Late last year, Microsoft announced it would start hosting its Azure cloud computing platform and some of its other cloud-based services out of local data centers in both Germany and Canada.
Both of these new regions, Azure Canada and Azure Germany, are now officially in preview.
To ensure data sovereignty in Germany, Microsoft partnered with Deutsche Telekom subsidiary T-Systems as its local data trustee. The Germany region will also be operated in partnership with Deutsche Telekom under the “Azure Deutschland, a Microsoft cloud with German data trustee” moniker.
Microsoft plans to bring Azure, as well as Office 365 and Dynamics CRM, to both its new Canada and Germany regions. In addition, as the company announced today, Germany will also get a locally hosted version of the Azure IoT Hub; this service, too, is now available in early preview though Microsoft Azure Deutschland.
Azure for the Pentagon
In addition to these international regions, Microsoft today announced the launch of two new Azure regions in the United States — but you probably will never get access to these.
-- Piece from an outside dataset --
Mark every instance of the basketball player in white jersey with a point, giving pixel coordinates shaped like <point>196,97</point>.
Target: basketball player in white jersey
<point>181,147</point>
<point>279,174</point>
These two new physically isolated regions, which will become available later this year, are part of Azure Government and are meant to host Department of Defense (DoD) data. These regions will meet the Pentagon’s Defense Information Systems Agency (DISA) Impact Level 5 restrictions and are, according to Microsoft, “architected to meet stringent DoD security controls and compliance requirements.”
Level 5 data includes controlled unclassified information. Classified information (up to “secret”) can only be stored on systems that fall under the Level 6 classification. To gain Level 5 authorization, cloud providers must ensure that all workloads run (and all data is stored) on dedicated hardware that is physically separated from non-DoD users.
Microsoft competitor Amazon also currently offers DISA compliance, but only for Level 2 and Level 4 workloads (after a change last year, the Pentagon eliminated Levels 1 and 3).
Microsoft isn’t the first organization to receive Level 5 authorization, though. That honor belongs to IBM, which received Level 5 authorization almost exactly one month ago.
In addition to its new work with the DoD, Microsoft is expanding its support for FedRAMP, the standard that governs which cloud services federal agencies are able to use. The company today announced that Azure Government has been selected to participate in a new pilot that will allow agencies to process high-impact data — that is, data that could have a negative impact on organizational operations, assets or individuals. Until now, FedRAMP only authorized the use of moderate impact workloads. Microsoft says it expects all the necessary papers for this higher authorization will be in place by the end of this month.
Azure Government is also on track to receive DISA Level 4 authorization soon.